Odpowiedź: Wszystko, począwszy od odtworzenia rzeczywistego przebiegu wypadku, co ma ogromne znaczenie dla ustalenia winnego, odpowiedzialności karnej i cywilnej i możliwości uzyskania odszkodowania. Kondycja publicznej służby zdrowia powoduje, że ofiary, zwłaszcza te w najcięższym stanie, są “zaleczane” i wypisywane do domu. Większość wymaga zaś leczenia i rehabilitacji, a koszty liczone w tysiącach złotych miesięcznie oraz cała opieka i pielęgnacja spadają na bliskich. Wystarczą trzy – cztery lata, by doprowadzić rodzinę do ruiny. Tyle trwa przeciętnie postępowanie sądowe. Jeżeli ofiara wypadku jest w takim stanie, że nie może udzielić pełnomocnictwa, nikt nie może wystąpić w jej imieniu. Zgodnie z art. 441 § 1 kodeksu cywilnego zwrot kosztów leczenia należy się tylko bezpośrednio poszkodowanemu. Dopiero gdy umrze, może ich dochodzić ten, kto je poniósł. Od kilku lat Stowarzyszenie Alter Ego walczy o zmianę tego przepisu. W 2007 r. próbowaliśmy wspólnie z rzecznikiem praw obywatelskich wprowadzić przepis umożliwiający organizacjom pozarządowym składanie pozwów na rzecz poszkodowanych, którzy sami nie mogą tego uczynić. W trakcie procesu legislacyjnego dopisano jednak, że może to się odbywać “za zgodą poszkodowanego”. I tak słuszna idea stała się jej karykaturą.

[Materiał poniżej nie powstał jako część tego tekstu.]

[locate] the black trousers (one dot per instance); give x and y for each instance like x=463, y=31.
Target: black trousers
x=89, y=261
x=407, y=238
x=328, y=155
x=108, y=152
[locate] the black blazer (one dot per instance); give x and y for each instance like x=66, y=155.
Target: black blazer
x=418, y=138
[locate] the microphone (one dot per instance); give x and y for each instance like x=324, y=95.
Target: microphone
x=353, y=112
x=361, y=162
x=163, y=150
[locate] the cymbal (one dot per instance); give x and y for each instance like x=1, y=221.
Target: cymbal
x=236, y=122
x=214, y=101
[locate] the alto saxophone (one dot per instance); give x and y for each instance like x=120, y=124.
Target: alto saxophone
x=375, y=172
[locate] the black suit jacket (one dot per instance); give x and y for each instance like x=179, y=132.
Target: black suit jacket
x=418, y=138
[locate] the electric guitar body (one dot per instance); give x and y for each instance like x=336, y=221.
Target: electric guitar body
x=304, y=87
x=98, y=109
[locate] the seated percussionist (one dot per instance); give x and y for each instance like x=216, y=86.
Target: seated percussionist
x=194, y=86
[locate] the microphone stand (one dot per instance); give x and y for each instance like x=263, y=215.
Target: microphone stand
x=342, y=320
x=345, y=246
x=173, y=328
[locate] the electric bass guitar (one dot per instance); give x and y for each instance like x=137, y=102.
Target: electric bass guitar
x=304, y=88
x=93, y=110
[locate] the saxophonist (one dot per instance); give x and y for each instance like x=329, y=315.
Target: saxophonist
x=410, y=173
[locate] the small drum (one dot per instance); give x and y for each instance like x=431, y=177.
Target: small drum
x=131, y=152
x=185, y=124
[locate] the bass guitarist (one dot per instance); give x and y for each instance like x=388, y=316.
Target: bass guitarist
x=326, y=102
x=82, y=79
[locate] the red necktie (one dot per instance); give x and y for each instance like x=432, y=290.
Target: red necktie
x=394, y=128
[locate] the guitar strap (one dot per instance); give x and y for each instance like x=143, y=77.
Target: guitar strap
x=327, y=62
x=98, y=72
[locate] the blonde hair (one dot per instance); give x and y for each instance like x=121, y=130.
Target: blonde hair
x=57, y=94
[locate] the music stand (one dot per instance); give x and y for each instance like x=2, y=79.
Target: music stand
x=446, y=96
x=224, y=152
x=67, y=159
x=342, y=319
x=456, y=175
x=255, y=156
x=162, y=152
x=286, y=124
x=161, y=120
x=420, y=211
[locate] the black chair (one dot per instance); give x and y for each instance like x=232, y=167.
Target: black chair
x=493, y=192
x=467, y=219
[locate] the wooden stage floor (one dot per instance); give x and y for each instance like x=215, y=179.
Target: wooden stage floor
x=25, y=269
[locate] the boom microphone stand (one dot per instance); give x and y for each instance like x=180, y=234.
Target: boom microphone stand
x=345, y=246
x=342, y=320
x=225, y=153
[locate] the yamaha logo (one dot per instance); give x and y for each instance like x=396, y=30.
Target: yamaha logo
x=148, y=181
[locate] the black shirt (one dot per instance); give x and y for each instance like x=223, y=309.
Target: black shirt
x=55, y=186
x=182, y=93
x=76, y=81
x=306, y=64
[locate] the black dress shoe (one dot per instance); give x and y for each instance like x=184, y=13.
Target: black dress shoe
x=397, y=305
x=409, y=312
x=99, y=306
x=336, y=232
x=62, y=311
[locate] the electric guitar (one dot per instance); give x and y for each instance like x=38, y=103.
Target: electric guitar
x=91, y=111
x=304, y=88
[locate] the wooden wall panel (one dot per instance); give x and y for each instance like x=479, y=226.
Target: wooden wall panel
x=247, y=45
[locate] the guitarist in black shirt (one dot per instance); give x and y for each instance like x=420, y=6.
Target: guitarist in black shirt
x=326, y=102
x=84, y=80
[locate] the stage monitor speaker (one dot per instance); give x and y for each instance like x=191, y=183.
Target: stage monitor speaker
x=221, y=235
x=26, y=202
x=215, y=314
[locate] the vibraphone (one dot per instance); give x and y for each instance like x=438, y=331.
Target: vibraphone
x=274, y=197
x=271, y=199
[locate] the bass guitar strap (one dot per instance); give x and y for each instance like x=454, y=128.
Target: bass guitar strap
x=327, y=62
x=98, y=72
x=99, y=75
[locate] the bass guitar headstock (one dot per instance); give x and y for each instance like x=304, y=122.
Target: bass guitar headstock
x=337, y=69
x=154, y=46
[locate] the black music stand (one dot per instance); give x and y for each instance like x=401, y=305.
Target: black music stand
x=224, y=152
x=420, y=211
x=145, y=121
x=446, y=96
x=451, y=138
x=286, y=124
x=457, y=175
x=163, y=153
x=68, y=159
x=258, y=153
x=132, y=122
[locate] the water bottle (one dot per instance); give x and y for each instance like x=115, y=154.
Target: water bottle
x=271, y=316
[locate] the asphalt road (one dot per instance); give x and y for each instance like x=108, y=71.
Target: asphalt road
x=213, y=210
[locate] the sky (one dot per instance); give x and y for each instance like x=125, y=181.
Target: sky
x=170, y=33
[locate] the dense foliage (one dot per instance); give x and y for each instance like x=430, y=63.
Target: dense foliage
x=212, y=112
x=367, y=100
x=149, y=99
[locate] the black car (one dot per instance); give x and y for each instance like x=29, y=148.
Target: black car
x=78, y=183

Pytanie: Przecież każdy posiadacz pojazdu musi mieć ubezpieczenie OC. Nie powinno więc być kłopotu z odszkodowaniami.

Odpowiedź: Tylko teoretycznie! Wprawdzie z art. 444 § 1 kodeksu cywilnego wynika, że “na żądanie poszkodowanego zobowiązany do naprawienia szkody powinien wyłożyć z góry sumę potrzebną na koszty leczenia”, ale w praktyce zapis ten nie jest respektowany przez ubezpieczycieli. Zgodnie z art. 817 k.c. odszkodowanie powinno być wypłacane w terminie 30 dni od otrzymania zawiadomienia o wypadku. W praktyce trwa to znacznie dłużej. Wypłatę ubezpieczyciele uzależniają od zakończenia postępowania karnego czy leczenia i opinii komisji lekarskich działających na ich zlecenie. W 2003 r. do ustawy o ubezpieczeniach obowiązkowych wprowadzono przepis umożliwiający de facto oczekiwanie na wynik postępowania karnego. Przewlekanie wypłaty zostało więc usankcjonowane prawnie. Przedłużanie terminów wypłaty odszkodowań, ograniczanie ich wysokości, często nieuzasadnione odmowy oraz przerzucanie kosztów leczenia na NFZ, a świadczeń rentowych na ZUS, stały się standardem. Od 3 sierpnia 2008 r., po zmianie kodeksu cywilnego, najbliżsi mogą żądać zadośćuczynienia za krzywdę związaną ze śmiercią członka rodziny. Ubezpieczyciele już je płacą, ale średnio po 5 tys. zł. Wystąpienie do sądu powoduje, że zasądzane kwoty są znacznie wyższe, ale zbyt często wyroki zapadają po latach.

Pytanie: Jakie zmiany prawne byłyby pożądane?

Odpowiedź: Zmiany w kodeksach karnym i cywilnym poprawiające pozycję ofiar przestępstw, a więc również ofiar wypadków drogowych. W postępowaniu cywilnym bardzo ważne jest częstsze stosowanie instytucji zabezpieczenia powództwa na świadczenia okresowe. Chodzi o zapewnienie środków egzystencji i koniecznych na leczenie i rehabilitację, czyli wynikających z treści art. 444 § 2 i 3 k.k.